Regarding CNN's efforts to avoid partisans asking questions at the recent Republican youtube debate, Howard Kurtz includes this, from CNN:
"Had we known that, we probably wouldn't have used the question," said David Bohrman, CNN's Washington bureau chief, who produced the debate. He added that "you could spend hours Googling everybody. What we cared about was that he was real." CNN deleted Kerr's question from a rebroadcast of the debate.
Bohrman said he had no problem using questioners who have voiced support for other candidates as long as they are not donors or formally affiliated with any campaign. "We bent over backwards to be fair," he said. "We're not perfect. But we tried extremely hard." (source -emphasize in bold mine)
Captain Ed deals with this claim quite well:
Extremely hard? That seems very questionable, as James Joyner points out in a quote Kurtz includes just before this. Within minutes of the broadcast, bloggers using nothing more than Google unearthed Kerr's connection to the Hillary Clinton campaign. With the other questioners, CNN apparently didn't even bother to peruse their posted profiles on their YouTube accounts, where they could have easily discovered their professed support for their candidates. (source)
Peggy Noonan also makes an excellent point. (Thanks to Ace)
I will never forget that breathtaking moment when, in the CNN/YouTube debate earlier this fall, the woman from Ohio held up a picture and said, "Mrs. Clinton, Mr. Obama, Mr. Edwards, this is a human fetus.
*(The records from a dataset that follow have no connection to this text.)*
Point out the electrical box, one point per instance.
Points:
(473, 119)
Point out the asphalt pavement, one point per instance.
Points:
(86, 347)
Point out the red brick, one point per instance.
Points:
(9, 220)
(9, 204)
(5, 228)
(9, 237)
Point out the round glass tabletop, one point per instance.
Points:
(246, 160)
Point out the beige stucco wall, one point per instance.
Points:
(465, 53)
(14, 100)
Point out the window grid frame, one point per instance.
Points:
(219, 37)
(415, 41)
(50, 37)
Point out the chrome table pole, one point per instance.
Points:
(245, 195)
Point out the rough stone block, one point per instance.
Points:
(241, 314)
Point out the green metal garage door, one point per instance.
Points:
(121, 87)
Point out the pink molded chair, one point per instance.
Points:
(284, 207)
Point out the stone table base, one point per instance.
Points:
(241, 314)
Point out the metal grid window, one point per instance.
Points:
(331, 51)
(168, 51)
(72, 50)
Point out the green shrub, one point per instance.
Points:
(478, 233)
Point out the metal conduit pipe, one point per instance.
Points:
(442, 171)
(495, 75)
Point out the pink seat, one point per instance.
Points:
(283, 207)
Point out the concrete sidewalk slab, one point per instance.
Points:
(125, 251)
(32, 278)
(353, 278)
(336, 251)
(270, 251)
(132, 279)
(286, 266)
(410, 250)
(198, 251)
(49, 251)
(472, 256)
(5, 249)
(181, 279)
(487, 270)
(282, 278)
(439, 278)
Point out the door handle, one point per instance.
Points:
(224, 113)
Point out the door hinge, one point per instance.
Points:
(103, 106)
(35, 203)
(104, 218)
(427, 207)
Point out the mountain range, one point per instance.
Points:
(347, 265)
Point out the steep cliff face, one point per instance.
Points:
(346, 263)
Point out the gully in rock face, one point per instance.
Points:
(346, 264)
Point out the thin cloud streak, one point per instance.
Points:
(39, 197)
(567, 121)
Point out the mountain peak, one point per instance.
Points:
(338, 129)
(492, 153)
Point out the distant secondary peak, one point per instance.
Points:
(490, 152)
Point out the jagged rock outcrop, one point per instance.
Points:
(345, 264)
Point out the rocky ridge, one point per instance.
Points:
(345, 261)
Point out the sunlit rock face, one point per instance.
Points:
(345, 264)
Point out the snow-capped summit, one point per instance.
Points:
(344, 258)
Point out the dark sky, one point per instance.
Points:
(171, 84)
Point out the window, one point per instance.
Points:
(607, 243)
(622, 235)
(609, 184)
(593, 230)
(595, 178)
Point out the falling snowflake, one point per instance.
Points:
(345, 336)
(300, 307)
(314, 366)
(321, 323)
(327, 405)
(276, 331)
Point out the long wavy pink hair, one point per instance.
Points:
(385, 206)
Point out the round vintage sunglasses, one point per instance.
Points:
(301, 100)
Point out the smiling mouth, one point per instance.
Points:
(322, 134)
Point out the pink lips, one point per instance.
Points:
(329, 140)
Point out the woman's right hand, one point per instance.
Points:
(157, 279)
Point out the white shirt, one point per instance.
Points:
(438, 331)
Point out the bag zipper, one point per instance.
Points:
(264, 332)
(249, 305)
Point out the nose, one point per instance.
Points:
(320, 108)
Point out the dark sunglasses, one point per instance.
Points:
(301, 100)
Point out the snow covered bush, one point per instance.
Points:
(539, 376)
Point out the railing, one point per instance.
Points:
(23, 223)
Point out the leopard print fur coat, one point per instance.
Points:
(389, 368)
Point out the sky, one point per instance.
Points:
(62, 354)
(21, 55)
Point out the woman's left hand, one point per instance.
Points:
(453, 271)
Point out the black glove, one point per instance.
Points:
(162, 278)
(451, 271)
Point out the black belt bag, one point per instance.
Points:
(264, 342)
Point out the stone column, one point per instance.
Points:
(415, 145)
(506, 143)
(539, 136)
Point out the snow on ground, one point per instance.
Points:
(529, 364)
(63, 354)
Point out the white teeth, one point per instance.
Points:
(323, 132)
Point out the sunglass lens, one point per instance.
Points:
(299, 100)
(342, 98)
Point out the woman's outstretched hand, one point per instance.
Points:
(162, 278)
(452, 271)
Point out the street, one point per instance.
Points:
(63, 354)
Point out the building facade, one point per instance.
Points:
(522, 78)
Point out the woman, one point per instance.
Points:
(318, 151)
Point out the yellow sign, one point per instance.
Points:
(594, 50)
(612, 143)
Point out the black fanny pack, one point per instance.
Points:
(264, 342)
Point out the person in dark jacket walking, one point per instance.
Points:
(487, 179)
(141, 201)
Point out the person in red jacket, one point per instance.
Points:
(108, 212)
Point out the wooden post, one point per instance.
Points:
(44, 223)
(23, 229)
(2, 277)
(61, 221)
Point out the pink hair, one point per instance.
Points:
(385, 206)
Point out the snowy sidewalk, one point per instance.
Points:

Given a few more months, it will be a baby you could hold in your arms. You all say you're 'for the children.' I would ask you to look America in the eye and tell us how you can support laws to end this life. Thank you."
They were momentarily nonplussed, then awkwardly struggled to answer, to regain lost high ground. One of them, John Edwards I think, finally criticizing the woman for being "manipulative," using "hot images" and indulging in "the politics of personal destruction." The woman then stood in the audience for her follow up. "I beg your pardon, but the literal politics of personal destruction--of destroying a person--is what you stand for."
Oh, I wish I weren't about to say, "Wait, that didn't happen." For of course it did not. Who of our media masters would allow a question so piercing on such a painful and politically incorrect subject?
I thought of this the other night when citizens who turned out to be partisans for Mrs. Clinton, Mr. Obama and Mr. Edwards asked the Republicans, in debate, would Jesus support the death penalty, do you believe every word of the Bible, and what does the Confederate flag mean to you? (source)
While it's difficult to imagine CNN blowing something now that they've defined extremely hard down to that of a bowl full of Jello, they seem to have demonstrated a talent at doing that very thing. I'm impressed, but I doubt shareholders and what viewers they still have, care to be impressed in such a manner. Despite that, I really won't be surprised if they next try to fix that by lowering expectations for such words as professional, excel, competent, objective and knowledgeable. They have a pretty good start on that task anyway.